I do not know what led to David’s suicide; I do not know if depression was a factor, but it is where my mind goes.  Any story of suicide leads me to reflection upon depression.  There are so many ways to be depressed – one of them is to be isolated and socially withdrawn.  I think that’s the one most depicted in popular culture.  One way is to be irritable and complaining.  One is seeking out and generating agitation and violence.  And one is a brittle kind of cheerfulness that, often in hindsight, seems to be one-sided – always giving, rarely or never receiving.

I believe the surprise of these grieving friends – to some degree, I feel it myself.  This surprise often leads to, or originates from these questions: What did we miss?  What are we missing?  What could I be missing now, at this very moment?  I write those questions, knowing that most people truly intent on suicide cannot be stopped.  Both from personal experience and professional training, I know this to be true.  It is utter helplessness.  Yet there is much that can be done before someone who is bereft and existentially lonely moves out of consideration of suicide to that phase of being “truly intent.”

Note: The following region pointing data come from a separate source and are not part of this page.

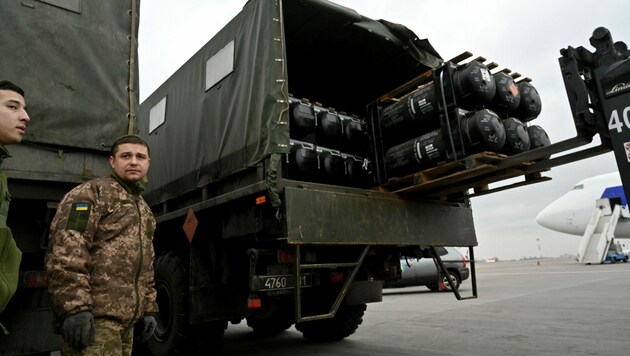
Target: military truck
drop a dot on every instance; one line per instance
(305, 149)
(276, 198)
(77, 62)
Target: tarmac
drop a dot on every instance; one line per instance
(546, 307)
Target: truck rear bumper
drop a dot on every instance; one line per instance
(356, 216)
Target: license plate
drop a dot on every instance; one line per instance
(279, 282)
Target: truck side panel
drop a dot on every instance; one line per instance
(76, 61)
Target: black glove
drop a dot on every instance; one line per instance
(78, 329)
(149, 327)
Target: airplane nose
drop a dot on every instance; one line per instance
(542, 218)
(551, 218)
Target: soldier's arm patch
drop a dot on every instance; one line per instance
(79, 216)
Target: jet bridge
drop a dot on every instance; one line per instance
(600, 232)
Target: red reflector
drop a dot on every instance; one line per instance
(335, 277)
(254, 303)
(35, 279)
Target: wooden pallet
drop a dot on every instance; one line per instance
(476, 172)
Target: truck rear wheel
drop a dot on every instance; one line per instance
(174, 335)
(343, 324)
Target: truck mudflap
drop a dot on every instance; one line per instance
(356, 217)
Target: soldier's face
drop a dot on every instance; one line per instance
(13, 117)
(131, 162)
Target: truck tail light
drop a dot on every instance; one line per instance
(335, 278)
(285, 256)
(254, 302)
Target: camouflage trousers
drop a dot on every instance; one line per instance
(111, 338)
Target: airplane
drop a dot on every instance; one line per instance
(571, 213)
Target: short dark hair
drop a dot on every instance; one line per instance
(7, 85)
(129, 139)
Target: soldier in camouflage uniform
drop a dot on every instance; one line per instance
(100, 258)
(13, 122)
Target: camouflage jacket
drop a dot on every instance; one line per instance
(100, 253)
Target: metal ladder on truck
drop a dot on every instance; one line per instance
(599, 233)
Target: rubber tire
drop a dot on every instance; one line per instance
(174, 335)
(454, 276)
(345, 322)
(434, 286)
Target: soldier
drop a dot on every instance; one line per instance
(13, 122)
(100, 258)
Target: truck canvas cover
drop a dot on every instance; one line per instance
(226, 108)
(79, 96)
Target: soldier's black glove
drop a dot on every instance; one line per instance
(78, 329)
(149, 327)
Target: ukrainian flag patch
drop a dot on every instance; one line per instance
(78, 216)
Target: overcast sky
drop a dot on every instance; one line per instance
(525, 36)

This is national mental health awareness month.  I am keenly aware of how crucial it is to bring light to the presence of depression among us.  I say this as someone who has grown up in a family rife with depression (and trauma) for generations.  Undiagnosed, unacknowledged, and unresolved depression.  Depression that looked like anger.  Depression that looked like addiction.   Depression that was self-medicated.  Depression that was secret and corrosive.  Depression that resulted in intimate violence.  Depression that turned to gun violence.  Depression that resulted in sexual violence.  Depression that resulted in suicide.  Depression (and trauma) that has left a legacy of confusion, pain, shame, mistrust, and dysfunction.

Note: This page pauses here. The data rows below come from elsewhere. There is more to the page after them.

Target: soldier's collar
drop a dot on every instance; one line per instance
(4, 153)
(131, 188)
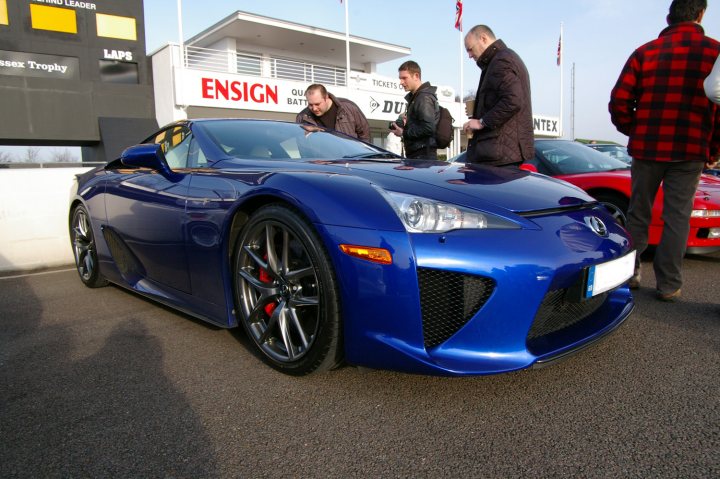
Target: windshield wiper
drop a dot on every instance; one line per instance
(376, 154)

My husband has just published a memoir, Diamond Highway: A Tibetan Buddhist Path in America, which talks about, among other topics, his lifelong struggle with major depression.  In it, he writes

Finally, as someone who has suffered from major depression all my adult life, I am intimately familiar with the isolation that is one of its peculiar horrors…. In part because of the stigma that attaches to mental illness, most of us endure our depressive episodes in secret.  I offer my own experiences as an expression of solidarity with all those whose lives have been touched by this appalling affliction.

I have been attending as many of his book readings as possible.  It is amazing how many people approach him afterwards to talk about, or boldly disclose during the public Q & A, their personal experiences with depression, their isolation, their shame.  They share their thanks for his speaking his truth, how validated and possibly emboldened they are.

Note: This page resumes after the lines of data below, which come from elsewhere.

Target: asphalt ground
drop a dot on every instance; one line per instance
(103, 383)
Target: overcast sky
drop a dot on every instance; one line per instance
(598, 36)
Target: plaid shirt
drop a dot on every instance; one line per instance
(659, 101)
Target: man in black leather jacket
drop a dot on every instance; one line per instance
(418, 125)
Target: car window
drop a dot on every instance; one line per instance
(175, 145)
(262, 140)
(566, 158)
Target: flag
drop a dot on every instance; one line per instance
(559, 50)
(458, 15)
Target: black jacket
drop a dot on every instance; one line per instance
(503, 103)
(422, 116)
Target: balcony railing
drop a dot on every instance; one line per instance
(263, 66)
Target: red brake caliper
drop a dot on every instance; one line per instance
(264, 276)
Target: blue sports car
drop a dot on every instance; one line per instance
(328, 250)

I do not want to over-claim my proximity to the tragedy of David’s death.   His loss has direct impact on his family, on the community it seems he took part in so vividly — on those who knew him truly and loved him deeply.

I do want to acknowledge my deep pain – and our collective deep pain – at this scourge called depression, this illness our culture continues to make stigma, and our own helplessness in the face of its pernicious sway in the lives of those affected.

May we look to ways to not only shed light, but brighten the flame of illumination, to be bold in our solidarity, in hopes that all such actions provide salve to those who feel so hopelessly and helplessly alone.